Best of luck on letting the poems marinade – this stage, although hard to quantify, can be the patient winter that leads to a fruitful spring.


Ber Anena is an Acholi writer from northern Uganda. Her poetry and prose have been published in The Atlantic, Transition Magazine, adda, Black Warrior Review, Off Assignment, The Caine Prize, and New Daughters of Africa anthologies. Anena was the 2018 joint winner of the Wole Soyinka Prize for Literature in Africa for her poetry collection, A Nation in Labour. She won the 2024 Vreeland Prize for Fiction and received recognition for the 2023 Marie Sando Prize for the Short Story and the 2024 Plentitudes Prize in Fiction. Anena attended the MFA Writing program at Columbia University in New York and is pursuing a Ph.D. in English (Creative Writing) at the University of Nebraska-Lincoln. Her debut memoir, THE LIES WE TELL FOR AMERICA is forthcoming from Flatiron Books in Fall 2026. 

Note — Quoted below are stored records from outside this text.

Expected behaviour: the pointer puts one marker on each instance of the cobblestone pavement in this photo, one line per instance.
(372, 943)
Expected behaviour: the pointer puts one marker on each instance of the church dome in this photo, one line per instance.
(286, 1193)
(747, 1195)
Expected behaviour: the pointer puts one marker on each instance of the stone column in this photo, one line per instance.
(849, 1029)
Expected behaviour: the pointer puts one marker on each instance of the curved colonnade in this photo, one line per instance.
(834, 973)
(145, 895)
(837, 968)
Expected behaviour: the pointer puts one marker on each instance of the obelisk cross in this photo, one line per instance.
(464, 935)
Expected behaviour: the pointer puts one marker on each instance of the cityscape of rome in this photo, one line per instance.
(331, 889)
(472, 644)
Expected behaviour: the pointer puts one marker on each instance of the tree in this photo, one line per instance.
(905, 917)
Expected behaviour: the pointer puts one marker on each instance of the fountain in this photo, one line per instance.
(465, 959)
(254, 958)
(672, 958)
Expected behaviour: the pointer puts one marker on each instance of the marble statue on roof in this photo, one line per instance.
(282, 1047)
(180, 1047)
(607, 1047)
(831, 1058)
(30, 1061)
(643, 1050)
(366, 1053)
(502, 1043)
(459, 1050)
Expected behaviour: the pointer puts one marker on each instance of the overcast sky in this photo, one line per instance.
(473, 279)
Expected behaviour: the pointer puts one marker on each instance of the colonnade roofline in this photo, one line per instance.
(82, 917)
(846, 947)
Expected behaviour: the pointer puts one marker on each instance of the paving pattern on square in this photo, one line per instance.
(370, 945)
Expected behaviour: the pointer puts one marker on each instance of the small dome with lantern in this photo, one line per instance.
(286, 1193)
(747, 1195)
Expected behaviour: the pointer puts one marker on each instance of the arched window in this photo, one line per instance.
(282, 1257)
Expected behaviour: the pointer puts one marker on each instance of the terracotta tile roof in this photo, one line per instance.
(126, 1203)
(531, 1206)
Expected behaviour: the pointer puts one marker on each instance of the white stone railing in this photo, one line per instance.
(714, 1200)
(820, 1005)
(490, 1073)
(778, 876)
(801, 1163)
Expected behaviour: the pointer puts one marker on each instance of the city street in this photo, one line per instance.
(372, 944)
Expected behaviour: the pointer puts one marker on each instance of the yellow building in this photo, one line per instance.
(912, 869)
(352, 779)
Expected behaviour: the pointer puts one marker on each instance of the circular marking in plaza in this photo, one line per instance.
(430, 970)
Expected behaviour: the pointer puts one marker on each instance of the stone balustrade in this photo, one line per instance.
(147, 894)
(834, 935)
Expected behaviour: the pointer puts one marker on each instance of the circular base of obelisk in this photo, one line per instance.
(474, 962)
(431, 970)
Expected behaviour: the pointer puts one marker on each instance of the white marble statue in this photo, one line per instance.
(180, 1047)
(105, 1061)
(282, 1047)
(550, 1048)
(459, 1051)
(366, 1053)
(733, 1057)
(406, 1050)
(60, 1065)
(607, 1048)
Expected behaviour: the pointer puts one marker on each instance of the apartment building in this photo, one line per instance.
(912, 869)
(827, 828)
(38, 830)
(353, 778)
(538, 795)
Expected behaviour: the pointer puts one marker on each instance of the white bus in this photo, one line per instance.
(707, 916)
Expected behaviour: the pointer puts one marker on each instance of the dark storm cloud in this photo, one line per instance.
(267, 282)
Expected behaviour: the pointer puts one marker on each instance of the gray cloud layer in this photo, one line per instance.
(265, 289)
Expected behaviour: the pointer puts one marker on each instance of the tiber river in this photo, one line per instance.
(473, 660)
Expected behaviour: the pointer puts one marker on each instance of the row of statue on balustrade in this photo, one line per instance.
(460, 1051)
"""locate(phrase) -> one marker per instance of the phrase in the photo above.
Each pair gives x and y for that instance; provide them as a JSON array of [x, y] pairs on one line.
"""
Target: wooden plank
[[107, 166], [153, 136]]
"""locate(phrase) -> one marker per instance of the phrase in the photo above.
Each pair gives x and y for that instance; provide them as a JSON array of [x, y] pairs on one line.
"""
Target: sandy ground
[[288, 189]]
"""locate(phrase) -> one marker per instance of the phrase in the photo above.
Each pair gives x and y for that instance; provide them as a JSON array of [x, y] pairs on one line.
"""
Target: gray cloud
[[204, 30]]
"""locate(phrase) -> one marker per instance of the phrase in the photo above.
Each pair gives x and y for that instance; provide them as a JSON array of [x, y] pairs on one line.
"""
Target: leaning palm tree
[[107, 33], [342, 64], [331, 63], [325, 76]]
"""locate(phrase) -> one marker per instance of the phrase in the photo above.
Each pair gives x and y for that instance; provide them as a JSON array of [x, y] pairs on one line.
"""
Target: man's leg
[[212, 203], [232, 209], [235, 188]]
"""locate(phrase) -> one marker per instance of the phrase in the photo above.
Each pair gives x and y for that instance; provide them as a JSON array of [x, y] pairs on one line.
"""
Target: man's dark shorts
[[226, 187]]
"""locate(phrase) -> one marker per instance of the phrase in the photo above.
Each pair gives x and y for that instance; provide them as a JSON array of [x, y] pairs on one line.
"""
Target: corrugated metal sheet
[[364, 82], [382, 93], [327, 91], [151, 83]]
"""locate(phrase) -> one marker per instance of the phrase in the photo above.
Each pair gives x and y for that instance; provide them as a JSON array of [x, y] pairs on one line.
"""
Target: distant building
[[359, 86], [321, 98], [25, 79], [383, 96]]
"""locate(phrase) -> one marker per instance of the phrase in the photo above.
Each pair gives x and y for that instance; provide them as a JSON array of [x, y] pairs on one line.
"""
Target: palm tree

Sarah Yanni is a Mexican-Egyptian poet in Los Angeles. She is the author of two chapbooks: Hard Crush (Wonder Press, 2024) and ternura / tenderness (Bottlecap Press, 2019). Her writing appears or is forthcoming in the Los Angeles Review of Books, Mizna, SPECTRA Poets, Pleiades, Wildness Journal, and Blush Lit, among others. She was a Finalist for BOMB Magazine’s Poetry Prize, Kelsey Street Press’ QTBIPOC Book Contest, the Andres Montoya Letras Latinas Poetry Prize, the Hayden’s Ferry Review Inaugural Poetry Prize, the Outpost Fellowship, and Poetry Online’s Launch Prize. She serves as Reviews Editor at Full Stop and holds an MFA from CalArts.